Student Zach Bethel has been working on a project for the past year which could lead to an industry standard for future generations of computer games. Zach is a computer science major with a concentration in Graphics who transferred to Taylor in his junior year. Originally, he was interested in video game development but has since refined that interest to be writing the rendering algorithms for game or movie production. Rendering is how the drawings and shapes become the animations you see on a screen. One of the reasons that computer generated movies seem to have much higher quality than games is that the movies are rendered offline whereas games are rendered interactively which makes achieving the level of detail found in movies difficult. Zach believes that what he has researched for the past year may dissolve this line somewhat.
A technical explanation of what he did:
“I developed a multi-threaded tile-based software rasterizer. The pipeline rasterizes and shades four fragments in parallel using SSE instructions, and utilizes and extensive custom written SIMD optimized math library for all vertex transformations. Features supported include custom vertex and fragment shaders written purely in C++ (thanks to some operator overloading tricks), perspective correct texture mapping, clipping and backface culling, the flexibility to select different render targets, and early Z rejection.
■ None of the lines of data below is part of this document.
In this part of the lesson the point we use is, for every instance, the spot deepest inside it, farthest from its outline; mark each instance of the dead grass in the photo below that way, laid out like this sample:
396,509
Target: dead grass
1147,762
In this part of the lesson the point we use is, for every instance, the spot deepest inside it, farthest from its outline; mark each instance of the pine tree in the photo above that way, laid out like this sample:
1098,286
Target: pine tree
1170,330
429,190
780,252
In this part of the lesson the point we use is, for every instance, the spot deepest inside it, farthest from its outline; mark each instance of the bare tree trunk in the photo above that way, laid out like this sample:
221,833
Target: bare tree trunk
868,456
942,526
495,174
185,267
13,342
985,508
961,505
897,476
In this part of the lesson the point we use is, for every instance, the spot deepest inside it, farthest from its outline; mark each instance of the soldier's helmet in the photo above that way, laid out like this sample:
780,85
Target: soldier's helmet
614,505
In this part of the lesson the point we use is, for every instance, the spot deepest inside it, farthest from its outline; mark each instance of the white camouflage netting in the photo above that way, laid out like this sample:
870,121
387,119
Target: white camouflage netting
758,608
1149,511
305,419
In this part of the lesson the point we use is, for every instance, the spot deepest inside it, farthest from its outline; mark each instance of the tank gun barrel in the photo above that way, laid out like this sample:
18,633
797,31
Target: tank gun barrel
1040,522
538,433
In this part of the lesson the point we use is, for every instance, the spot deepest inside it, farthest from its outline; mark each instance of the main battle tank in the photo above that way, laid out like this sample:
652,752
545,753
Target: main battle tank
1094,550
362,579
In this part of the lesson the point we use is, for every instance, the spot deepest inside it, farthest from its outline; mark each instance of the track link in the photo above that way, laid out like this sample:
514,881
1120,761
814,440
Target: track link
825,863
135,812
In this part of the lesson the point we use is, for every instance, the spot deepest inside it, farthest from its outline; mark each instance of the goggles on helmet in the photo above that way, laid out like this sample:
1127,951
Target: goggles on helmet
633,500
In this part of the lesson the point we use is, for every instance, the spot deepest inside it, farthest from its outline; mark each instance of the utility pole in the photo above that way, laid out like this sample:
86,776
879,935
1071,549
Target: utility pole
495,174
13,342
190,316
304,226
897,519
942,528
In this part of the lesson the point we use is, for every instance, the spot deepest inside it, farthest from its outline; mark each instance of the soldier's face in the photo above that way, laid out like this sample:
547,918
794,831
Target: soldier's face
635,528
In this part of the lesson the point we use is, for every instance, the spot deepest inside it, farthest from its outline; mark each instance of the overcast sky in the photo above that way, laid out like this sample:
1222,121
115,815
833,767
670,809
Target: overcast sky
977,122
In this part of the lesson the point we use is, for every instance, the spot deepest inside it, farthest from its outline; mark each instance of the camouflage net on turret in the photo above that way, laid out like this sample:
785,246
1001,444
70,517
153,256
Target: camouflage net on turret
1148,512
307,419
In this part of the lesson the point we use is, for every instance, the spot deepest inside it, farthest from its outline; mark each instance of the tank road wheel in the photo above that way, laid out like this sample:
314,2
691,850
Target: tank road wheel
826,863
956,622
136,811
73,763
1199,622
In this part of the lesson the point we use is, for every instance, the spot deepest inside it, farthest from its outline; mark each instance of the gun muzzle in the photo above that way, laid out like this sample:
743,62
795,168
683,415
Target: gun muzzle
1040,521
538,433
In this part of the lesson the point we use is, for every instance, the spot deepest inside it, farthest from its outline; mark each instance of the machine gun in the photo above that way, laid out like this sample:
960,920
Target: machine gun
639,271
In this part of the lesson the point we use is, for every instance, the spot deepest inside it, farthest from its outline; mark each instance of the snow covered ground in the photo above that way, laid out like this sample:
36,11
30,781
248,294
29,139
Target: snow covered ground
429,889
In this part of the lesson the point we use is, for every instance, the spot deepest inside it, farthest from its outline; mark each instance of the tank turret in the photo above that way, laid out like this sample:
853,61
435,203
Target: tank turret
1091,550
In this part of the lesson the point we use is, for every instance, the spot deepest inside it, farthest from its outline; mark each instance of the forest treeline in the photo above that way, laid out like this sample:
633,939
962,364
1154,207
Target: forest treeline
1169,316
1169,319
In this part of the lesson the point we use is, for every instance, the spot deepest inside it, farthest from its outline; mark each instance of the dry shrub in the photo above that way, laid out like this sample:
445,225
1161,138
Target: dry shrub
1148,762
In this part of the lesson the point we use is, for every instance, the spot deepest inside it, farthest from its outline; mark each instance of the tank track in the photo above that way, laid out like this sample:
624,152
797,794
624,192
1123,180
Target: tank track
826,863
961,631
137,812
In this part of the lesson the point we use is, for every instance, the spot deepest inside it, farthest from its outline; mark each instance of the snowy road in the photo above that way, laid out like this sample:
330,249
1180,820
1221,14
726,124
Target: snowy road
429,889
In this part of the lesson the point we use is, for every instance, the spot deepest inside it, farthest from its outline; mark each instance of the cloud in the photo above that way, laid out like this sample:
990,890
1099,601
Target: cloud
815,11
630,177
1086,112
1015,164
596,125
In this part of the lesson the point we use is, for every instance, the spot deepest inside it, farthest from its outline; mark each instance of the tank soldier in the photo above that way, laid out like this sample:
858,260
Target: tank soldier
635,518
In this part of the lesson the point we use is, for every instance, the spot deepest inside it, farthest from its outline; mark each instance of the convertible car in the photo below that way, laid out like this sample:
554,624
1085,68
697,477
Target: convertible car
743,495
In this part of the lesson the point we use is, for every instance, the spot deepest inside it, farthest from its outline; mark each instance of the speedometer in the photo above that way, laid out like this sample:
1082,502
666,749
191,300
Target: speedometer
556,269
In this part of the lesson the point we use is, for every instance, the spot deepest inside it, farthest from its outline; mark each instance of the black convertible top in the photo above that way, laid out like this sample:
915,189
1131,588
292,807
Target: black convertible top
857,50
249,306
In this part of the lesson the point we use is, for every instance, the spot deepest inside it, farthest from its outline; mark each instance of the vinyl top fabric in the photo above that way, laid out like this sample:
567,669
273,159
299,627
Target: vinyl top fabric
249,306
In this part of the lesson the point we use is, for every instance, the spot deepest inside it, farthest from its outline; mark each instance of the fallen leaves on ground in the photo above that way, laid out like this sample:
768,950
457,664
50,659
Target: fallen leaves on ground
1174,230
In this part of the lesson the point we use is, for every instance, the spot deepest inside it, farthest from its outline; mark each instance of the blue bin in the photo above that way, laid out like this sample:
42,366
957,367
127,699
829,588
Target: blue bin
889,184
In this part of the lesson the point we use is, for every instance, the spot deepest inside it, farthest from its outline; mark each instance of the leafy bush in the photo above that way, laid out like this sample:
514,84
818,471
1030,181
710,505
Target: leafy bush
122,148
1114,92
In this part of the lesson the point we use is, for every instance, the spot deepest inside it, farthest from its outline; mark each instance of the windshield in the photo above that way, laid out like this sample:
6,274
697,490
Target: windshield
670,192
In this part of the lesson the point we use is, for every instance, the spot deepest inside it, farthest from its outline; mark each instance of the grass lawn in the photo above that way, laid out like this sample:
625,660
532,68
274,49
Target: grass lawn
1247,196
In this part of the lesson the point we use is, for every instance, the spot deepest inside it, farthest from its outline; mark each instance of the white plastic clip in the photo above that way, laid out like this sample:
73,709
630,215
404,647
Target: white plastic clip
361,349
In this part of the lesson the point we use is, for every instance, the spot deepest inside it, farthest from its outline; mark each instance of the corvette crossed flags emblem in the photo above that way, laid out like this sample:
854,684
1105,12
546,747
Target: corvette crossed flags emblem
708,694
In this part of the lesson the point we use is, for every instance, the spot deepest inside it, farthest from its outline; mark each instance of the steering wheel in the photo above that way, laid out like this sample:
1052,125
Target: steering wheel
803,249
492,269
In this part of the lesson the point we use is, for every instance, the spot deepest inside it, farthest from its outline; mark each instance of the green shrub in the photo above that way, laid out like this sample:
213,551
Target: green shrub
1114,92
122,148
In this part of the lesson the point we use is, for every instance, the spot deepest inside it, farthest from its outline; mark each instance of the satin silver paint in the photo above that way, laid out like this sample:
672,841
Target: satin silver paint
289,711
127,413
In addition, rendering order is preserved. On a Hyper-Threaded Quad-Core Intel I7 mobile processor, the rasterizer performs a full four times faster with eight threads than with one. It utilizes SDL for frame buffer, thread, and bitmap management.
Although software rendering is still considered inferior to hardware hards-down, I found it interesting how companies like Intel have been trying to revive it once again. With the direction that mainstream processor hardware is headed, it seems believable to me that we may see software rendering return to mainstream in the future. I wonder if Intel hasn’t thought about replacing their IGP’s in the future with dedicated cores with some additional hardware for texture filtering. That’s still a few years off though, at least.””
An explanation for the rest of us:
What Zach has done is written rendering software which runs the animation from a computer’s central processing unit (CPU) instead of the graphic card which is the current industry practice. His system was slower and not better but Bethel says that creating a faster system wasn’t the point.
“It was meant to be a stepping stone,” Bethel says. “Graphics processing units are somewhat inflexible, so they kind of bind you to these tools you have to use to draw things on the screen and there are limitations
to those tools, but the consequence is that it runs really fast. I am able to do things with my solution that you can’t do with a lot of graphic solutions,” he added. “The flip side is that it is a lot slower. So it’s really not something that companies are going to be knocking at my door to get because it’s not going to compete for the speed aspect that gamers want. But it is more future oriented. Ten years from now, it might be that my solution, maybe a variant of it, or an evolution of it could become more standard.”
Department Chair Bill Toll comments on Zach’s Research:
“Zach did an excellent job on his research project. His goal was to write a rendering system in software to render images as is now done in hardware on video cards. This concept is important because it seems likely that rendering will once again be done in software in the future as processors become more parallel. Zach’s system uses multi-core processing in the CPU and hardware level instructions that allow arithmetic on multiple numbers at once on each core. He did a good job determining optimal combinations of these technologies to provide fast software rendering in a context that will adapt well as future processors develop.”